In the case of Madge v. Fabrizio, 179 Md. 517, 519, 20 A.2d 172, decided May 20, 1941, in which the appellant was a passenger in the unfavored car which was struck by the favored truck on the boulevard, Judge Johnson said: "The quoted portion of Section 235 has been construed by us in Monumental Motor Tours v. Becker, 165 Md. 32, 166 A. 434; Blinder v. Monaghan, 171 Md. 77, 188 A. 31; Greenfeld v. Hook, 177 Md. 116, 8 A.2d 888 (136 A.L.R. 1485); and Pegelow v. Johnson, 177 Md. 345, 9 A.2d 645, and from those decisions it may be definitely stated that for a driver to enter such a boulevard without stopping or, having once stopped, to enter upon the favored highway before yielding the right of way to vehicles thereon is an act of negligence on his part, because there is no requirement that the motorist upon the boulevard should slow down at intersections, for the reason that the purpose of the statute is to permit such vehicles to move freely, thus accelerating the flow of traffic over such favored highway; and it may also be said that the driver of a motor vehicle upon the boulevard has a right to assume that those entering thereon will respect the prohibition of the statute. The decision in Carlin v. Worthington, 172 Md. 505, 192 A. 356, has by some writers been regarded as in conflict with the other decisions mentioned (4 Md. Law Review, page 207), but as pointed out by Judge Offutt, speaking for this court in Greenfeld v. Hook, supra, a comparison of those decisions reveals no inconsistency, because in Carlin v. Worthington the principal ground on which the decision was based related solely to the question of proximate cause and not to relative rights at intersections.
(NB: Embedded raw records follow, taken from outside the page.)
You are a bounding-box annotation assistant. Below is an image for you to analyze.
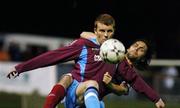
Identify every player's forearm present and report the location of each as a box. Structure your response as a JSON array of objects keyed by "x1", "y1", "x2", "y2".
[
  {"x1": 15, "y1": 52, "x2": 59, "y2": 73},
  {"x1": 107, "y1": 82, "x2": 128, "y2": 95}
]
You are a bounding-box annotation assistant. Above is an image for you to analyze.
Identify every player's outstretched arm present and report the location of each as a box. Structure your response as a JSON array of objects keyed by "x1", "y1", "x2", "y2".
[
  {"x1": 6, "y1": 70, "x2": 19, "y2": 79},
  {"x1": 103, "y1": 72, "x2": 129, "y2": 96},
  {"x1": 155, "y1": 99, "x2": 165, "y2": 108}
]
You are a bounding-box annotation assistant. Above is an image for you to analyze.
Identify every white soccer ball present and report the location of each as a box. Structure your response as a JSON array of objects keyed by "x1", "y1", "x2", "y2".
[{"x1": 100, "y1": 38, "x2": 125, "y2": 64}]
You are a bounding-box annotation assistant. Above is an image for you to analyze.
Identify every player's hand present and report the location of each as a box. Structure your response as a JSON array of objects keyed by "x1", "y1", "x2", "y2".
[
  {"x1": 103, "y1": 72, "x2": 112, "y2": 84},
  {"x1": 7, "y1": 70, "x2": 19, "y2": 79},
  {"x1": 155, "y1": 99, "x2": 165, "y2": 108},
  {"x1": 80, "y1": 32, "x2": 96, "y2": 39}
]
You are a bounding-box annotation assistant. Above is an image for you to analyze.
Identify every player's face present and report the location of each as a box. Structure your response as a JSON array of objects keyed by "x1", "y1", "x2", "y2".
[
  {"x1": 127, "y1": 41, "x2": 147, "y2": 60},
  {"x1": 94, "y1": 22, "x2": 114, "y2": 44}
]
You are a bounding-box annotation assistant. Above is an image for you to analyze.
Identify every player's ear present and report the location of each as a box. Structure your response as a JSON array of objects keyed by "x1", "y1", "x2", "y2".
[{"x1": 80, "y1": 31, "x2": 96, "y2": 39}]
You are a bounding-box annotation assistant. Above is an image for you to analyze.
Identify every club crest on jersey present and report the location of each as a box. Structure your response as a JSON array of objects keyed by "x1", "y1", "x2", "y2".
[{"x1": 94, "y1": 55, "x2": 102, "y2": 61}]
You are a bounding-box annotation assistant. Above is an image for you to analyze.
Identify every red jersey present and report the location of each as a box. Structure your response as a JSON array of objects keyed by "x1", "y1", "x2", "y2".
[{"x1": 15, "y1": 38, "x2": 159, "y2": 101}]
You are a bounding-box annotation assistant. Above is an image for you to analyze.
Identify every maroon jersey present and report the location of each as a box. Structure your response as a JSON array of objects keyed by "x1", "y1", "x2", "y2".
[{"x1": 15, "y1": 38, "x2": 157, "y2": 103}]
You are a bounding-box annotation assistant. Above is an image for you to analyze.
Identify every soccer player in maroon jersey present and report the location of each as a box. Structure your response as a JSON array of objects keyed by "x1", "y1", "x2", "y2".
[
  {"x1": 71, "y1": 33, "x2": 165, "y2": 108},
  {"x1": 7, "y1": 14, "x2": 128, "y2": 108}
]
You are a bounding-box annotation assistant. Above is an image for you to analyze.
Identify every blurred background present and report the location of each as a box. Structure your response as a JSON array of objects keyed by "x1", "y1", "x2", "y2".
[{"x1": 0, "y1": 0, "x2": 180, "y2": 108}]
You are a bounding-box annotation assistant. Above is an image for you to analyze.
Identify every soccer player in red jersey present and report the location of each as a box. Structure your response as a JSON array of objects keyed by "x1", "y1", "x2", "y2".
[{"x1": 7, "y1": 14, "x2": 128, "y2": 108}]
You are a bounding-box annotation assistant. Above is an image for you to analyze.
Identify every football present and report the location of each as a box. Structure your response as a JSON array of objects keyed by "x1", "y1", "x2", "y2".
[{"x1": 100, "y1": 38, "x2": 125, "y2": 64}]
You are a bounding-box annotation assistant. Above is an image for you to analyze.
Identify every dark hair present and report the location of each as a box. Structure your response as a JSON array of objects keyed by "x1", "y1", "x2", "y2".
[
  {"x1": 133, "y1": 39, "x2": 155, "y2": 70},
  {"x1": 94, "y1": 14, "x2": 115, "y2": 28}
]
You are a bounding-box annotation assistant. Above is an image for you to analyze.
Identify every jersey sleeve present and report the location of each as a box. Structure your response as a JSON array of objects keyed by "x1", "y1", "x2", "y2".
[
  {"x1": 118, "y1": 60, "x2": 160, "y2": 102},
  {"x1": 15, "y1": 40, "x2": 83, "y2": 74}
]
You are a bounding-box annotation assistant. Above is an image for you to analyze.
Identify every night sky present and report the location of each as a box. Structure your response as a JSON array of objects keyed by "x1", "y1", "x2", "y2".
[{"x1": 0, "y1": 0, "x2": 180, "y2": 59}]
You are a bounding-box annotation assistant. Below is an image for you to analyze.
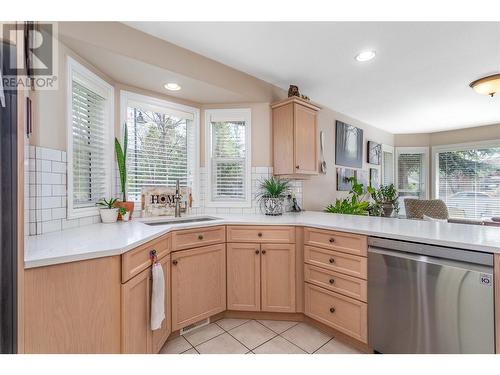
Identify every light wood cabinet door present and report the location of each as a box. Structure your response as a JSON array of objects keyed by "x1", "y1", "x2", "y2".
[
  {"x1": 226, "y1": 243, "x2": 260, "y2": 311},
  {"x1": 122, "y1": 268, "x2": 152, "y2": 354},
  {"x1": 261, "y1": 244, "x2": 295, "y2": 312},
  {"x1": 294, "y1": 103, "x2": 318, "y2": 174},
  {"x1": 171, "y1": 244, "x2": 226, "y2": 331}
]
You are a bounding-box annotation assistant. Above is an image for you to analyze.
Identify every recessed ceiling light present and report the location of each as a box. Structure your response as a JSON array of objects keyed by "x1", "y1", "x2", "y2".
[
  {"x1": 164, "y1": 82, "x2": 181, "y2": 91},
  {"x1": 356, "y1": 50, "x2": 376, "y2": 62}
]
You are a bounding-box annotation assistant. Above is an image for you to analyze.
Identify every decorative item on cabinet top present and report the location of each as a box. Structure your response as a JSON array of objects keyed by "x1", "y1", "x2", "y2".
[{"x1": 141, "y1": 186, "x2": 192, "y2": 217}]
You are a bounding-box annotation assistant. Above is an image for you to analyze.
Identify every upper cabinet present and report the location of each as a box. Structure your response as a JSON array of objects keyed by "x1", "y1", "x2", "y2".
[{"x1": 271, "y1": 97, "x2": 320, "y2": 177}]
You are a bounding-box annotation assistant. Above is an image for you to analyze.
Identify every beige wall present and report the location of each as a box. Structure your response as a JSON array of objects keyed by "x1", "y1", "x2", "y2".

In view, therefore, of the mandatory provision of the statute, it would follow that if one drives upon a boulevard and collides with a vehicle lawfully thereon, he himself is negligent, and under such circumstances courts will not be diligent in submitting his case to the consideration of a jury simply because he unsuccessfully attempted to dodge the boulevard vehicle, for painly to send such a case to the jury renders the statute meaningless and the result is nothing more than statutory repeal by the judiciary."
In considering this prayer, we must view the testimony and all legitimate inferences therefrom in the most favorable light from the plaintiff's standpoint. In so viewing the testimony, we find no negligence on the part of the driver of appellant's truck. There is no evidence that this truck driver was not observing the road ahead of him. It is admitted that he was on the right side of the road. There is no doubt that the lights were lighted on the truck, because the plaintiff's own witnesses testified that lights shone in the car just before the collision. It is true that three witnesses in the car testified that they looked and did not see the lights of the truck. There is no testimony however that the lights were not lighted. Under these circumstances the testimony given by the passengers in the car with respect to the lights on the truck remains negative in nature. State v. Baltimore Ohio Railroad Co., 171 Md. 584, 594, 190 A. 231. There is no evidence of any excessive speed on the part of the truck driver. Applying the rule above set forth, the driver of the truck being the favored driver had the right to assume that the unfavored car entering the boulevard would respect the provisions of the statute. It is the opinion of this Court that this A prayer should have been granted, since there is not shown legally sufficient evidence of primary negligence on the part of the truck driver. In view of this it is not necessary that we review the other exceptions.
Judgment reversed, with costs, without a new trial.